I have been meaning to see Monsoon Wedding since it first came out...I have no idea why I haven't seen it yet, actually. Now, I see I'll have to add The Namesake to my to-see list of films. Thank you...I'm finding a lot of good suggestions on your blog! :-)

Lotus Reads said...

Awww, Saaleha thank you! I love contemporary world cinema and the TIFF is truly a movie buff's dream come true!

Hey Nomadica When you see it, you will have to let me what you think!

Hi, kimananda Thank you, glad I was able to help! :) I think you will love "Monsoon Wedding". I've seen it thrice already and it never fails to charm. Thanks so much for stopping by.

Bhaswati said...

Not reading your review. No, not reading. I am going to read this book soon, that's why. :)

Came here to tell you that you've been tagged. See this:

http://athomewriting.blogspot.com/2006/09/book-meme.html

Do play, Lotus!

Amin said...

Lotus, great link and the film trailer was great. I've seen Monsoon Wedding and this looks like it might be an even better film.

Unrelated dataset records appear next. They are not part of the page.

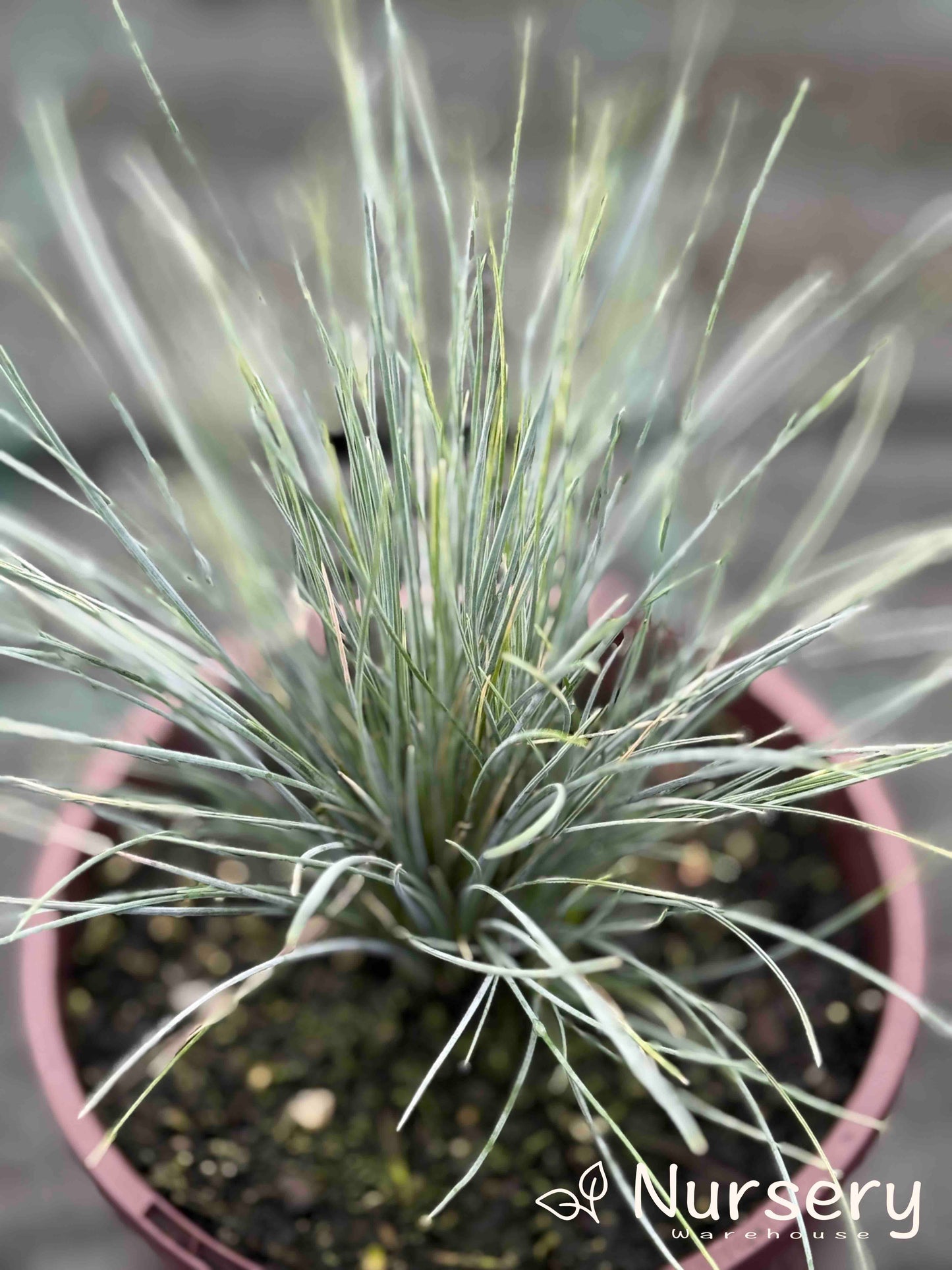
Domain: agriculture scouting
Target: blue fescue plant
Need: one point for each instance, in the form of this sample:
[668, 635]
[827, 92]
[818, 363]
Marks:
[390, 681]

As an Anglo-Asian man (English mum, Bangladeshi dad) I find now, a decade after my father died, that I wish I'd learned more of his culture. It's not my culture at all - I was brought up totally English, but I find that there is a part of me which seeks to understand that heritage. My own children, to an English mother, sometimes ask me about things I can't tell them and they find it strange that I don't know. The sense of displacement of which you speak is one which I understand very well.

Good review. I shall add the book to my list of books to buy.

Ali said...

Loved your review, and felt the same way about the film. I have yet to write a review though, although I should have it up in the next couple of days.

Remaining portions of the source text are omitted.